Perhaps I”m being charitable, but I’ve always assumed that employer Facebook snooping was likely based on one of two incorrect assumptions:
- That knowledge is power.
If government can be Big Brother – why not job creators too?
- That having log on credentials would prevent publicly embarrassing incidents.
Employer Spying is More Liability than Asset
Having log in access to the personal chats, voice communications, and posts of employees exposes employers to an endless amount of personal and potentially privileged information. Suddenly firms are privy to a variety of personal relationships, preferences and beliefs which are protected under employment law. An important ring of defense against charges of discrimination “we didn’t know and don’t care” is immediately removed by this action. It such cases, knowledge is vulnerability.

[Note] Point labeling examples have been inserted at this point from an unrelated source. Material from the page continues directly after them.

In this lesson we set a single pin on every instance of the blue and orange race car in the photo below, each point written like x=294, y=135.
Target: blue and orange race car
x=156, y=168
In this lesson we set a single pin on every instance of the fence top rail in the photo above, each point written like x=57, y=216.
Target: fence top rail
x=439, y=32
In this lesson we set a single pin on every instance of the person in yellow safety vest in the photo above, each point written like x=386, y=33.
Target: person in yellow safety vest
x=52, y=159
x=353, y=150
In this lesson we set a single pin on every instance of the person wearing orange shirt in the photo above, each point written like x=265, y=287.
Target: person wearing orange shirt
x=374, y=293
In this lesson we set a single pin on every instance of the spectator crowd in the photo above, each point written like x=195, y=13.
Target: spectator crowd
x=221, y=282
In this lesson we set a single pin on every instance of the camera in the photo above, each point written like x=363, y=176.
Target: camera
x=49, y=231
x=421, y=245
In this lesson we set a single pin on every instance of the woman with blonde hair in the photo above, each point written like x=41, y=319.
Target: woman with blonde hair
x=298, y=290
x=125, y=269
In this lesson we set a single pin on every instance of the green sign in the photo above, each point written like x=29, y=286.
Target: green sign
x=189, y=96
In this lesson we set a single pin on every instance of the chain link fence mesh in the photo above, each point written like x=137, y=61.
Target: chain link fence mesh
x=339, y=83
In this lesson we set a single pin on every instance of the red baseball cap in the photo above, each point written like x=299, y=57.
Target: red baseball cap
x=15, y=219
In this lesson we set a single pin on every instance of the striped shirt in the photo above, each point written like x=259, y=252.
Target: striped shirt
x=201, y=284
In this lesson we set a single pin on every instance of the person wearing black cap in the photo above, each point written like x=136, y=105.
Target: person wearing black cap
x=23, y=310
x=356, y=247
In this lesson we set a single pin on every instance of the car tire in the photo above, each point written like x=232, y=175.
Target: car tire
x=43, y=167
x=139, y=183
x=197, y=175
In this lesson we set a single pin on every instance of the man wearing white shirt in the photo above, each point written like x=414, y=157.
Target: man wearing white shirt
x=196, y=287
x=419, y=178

Second, I promise you, having log on credentials creates a series of troublesome exposures for organizations.
- Abuse / Breach of Trust: imagine the ick-factor of bosses or university staff suddenly showing intimate knowledge of their employees or students lives. Compound that with obsessive interest, stalking, and the potential for crime based on the intimate knowledge of personal communications.
- Failure to Act: There is a substantial risk of “failure to act” charges when bad acts are perpetrated by those being monitored. There will at least be questions of “who knew what when”. Did monitors knowing permit illegal or unethical act simply because they were not directly harmed by them. Did they have a duty to know or take action?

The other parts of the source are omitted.